Finch auto-allocates iter = 1 for client groups with DDL in an assigned trx.

Data

Data limits will stop Finch even without a runtime or iterations limit. When using a data limit, you probably want runtime = 0 (forever) and iter = 0 (unlimited) to ensure Finch stops only when the total data size is reached. And since Finch auto-allcoates iter = 1 for client groups with DDL in an assigned trx, you shouldn’t mix DDL and DML with a data limit in the same trx because iter = 1 will stop Finch before the data limit.

Examples

To focus on the workload, let’s presume a stage with three trx files:

stage:
  trx:
    - file: A
    - file: B
    - file: C

This stage.trx section will be presumed and omitted in the following stage file snippets.

Classic

The classic benchmark workload executes everything all at once:

workload:
  - trx: [A, B, C]

That executes all three trx at the same time, with one client because workload.clients defaults to 1. You usually specify more clients:

workload:
  - clients: 16
    trx: [A, B, C]

That executes 16 clients, all executing all three trx at the same time.

In both cases (1 or 16 clients), the workload is one implicit execution group and one client group.

Sequential

A sequential workload executes trx one by one.
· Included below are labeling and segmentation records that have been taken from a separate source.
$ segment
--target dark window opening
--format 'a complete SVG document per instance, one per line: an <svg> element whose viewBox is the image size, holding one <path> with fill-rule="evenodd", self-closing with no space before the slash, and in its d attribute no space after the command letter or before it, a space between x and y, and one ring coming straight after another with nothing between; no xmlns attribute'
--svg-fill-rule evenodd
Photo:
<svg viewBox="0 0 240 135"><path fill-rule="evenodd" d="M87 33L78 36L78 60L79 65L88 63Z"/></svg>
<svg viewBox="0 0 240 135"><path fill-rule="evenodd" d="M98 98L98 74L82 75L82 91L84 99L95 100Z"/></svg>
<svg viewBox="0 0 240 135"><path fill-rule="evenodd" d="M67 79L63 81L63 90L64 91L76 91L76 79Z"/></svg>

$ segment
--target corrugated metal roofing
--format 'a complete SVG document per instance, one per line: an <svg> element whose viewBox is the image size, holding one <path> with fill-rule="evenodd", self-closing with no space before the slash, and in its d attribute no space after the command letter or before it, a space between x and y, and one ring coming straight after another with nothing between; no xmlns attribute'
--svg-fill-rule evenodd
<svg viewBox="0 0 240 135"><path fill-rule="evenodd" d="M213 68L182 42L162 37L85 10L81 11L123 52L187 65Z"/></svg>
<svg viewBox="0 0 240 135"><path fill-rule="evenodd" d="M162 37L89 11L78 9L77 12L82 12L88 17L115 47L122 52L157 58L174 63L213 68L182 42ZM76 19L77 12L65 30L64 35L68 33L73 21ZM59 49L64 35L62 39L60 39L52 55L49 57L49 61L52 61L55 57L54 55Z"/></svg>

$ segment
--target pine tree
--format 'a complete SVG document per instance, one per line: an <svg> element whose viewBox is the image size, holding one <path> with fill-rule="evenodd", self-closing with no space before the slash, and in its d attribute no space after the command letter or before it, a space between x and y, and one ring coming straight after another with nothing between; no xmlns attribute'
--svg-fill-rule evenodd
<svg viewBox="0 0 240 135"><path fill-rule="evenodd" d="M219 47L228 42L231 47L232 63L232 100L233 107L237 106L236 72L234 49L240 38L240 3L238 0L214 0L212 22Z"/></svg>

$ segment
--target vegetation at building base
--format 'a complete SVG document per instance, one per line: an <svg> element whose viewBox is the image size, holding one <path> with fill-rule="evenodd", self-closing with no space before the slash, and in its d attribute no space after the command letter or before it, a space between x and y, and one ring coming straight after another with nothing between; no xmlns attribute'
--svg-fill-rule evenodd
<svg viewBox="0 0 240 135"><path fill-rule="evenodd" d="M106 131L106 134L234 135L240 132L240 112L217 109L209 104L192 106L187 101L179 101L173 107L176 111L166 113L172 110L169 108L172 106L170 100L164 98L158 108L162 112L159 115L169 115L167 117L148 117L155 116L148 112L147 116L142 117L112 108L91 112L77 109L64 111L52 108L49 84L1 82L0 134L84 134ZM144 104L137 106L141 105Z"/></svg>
Given P7 and P8 and auto-allocation of DML-only client groups, three different named (explicit) execution groups are needed:

workload:
  - trx: [A]
    group: first

  - trx: [B]
    group: second

  - trx: [C]
    group: third

Finch executes EG “first”, then EG “second”, then EG “third”. This type of workload is typical for a DDL stage because order is important, but in this case there’s an easier way: auto-DDL.

Auto-DDL

For this example, let’s presume:

A contains a CREATE TABLE statement
B contains a INSERT statement (to load rows into the table)
C contains an ALTER TABLE statement (to add a secondary index)

Do not write a workload section and, instead, let Finch will automatically generate this workload:

workload:
  - trx: [A]    # CREATE TABLE
    group: ddl1 # automatic

  - trx: [B]    # INSERT
    group: dml1 # automatic

  - trx: [C]    # ALTER TABLE
    group: ddl2 # automatic

This works because of auto-allocation and most of the principles.

Parallel Load

Auto-DDL is sufficient when there’s not a lot of data to load (or you’re very patient). But if you want to load a lot of data, you need a parallel load workload like:

workload:
  - trx: [A]    # Create 2 tables
    group: create

  - trx: [B]    # INSERT INTO table1
    group: rows
    clients: 8
  - trx: [C]    # INSERT INTO table2
    group: rows
    clients: 8

Suppose trx A creates two tables. The first client group is also its own execution group because of group: create, and it runs once to create the tables.

The second and third client groups are the same execution group because of group: rows, and they execute at the same time (P9). If trx B inserts into the first table, and trx C inserts into the second table, then 16 clients total will parallel load data.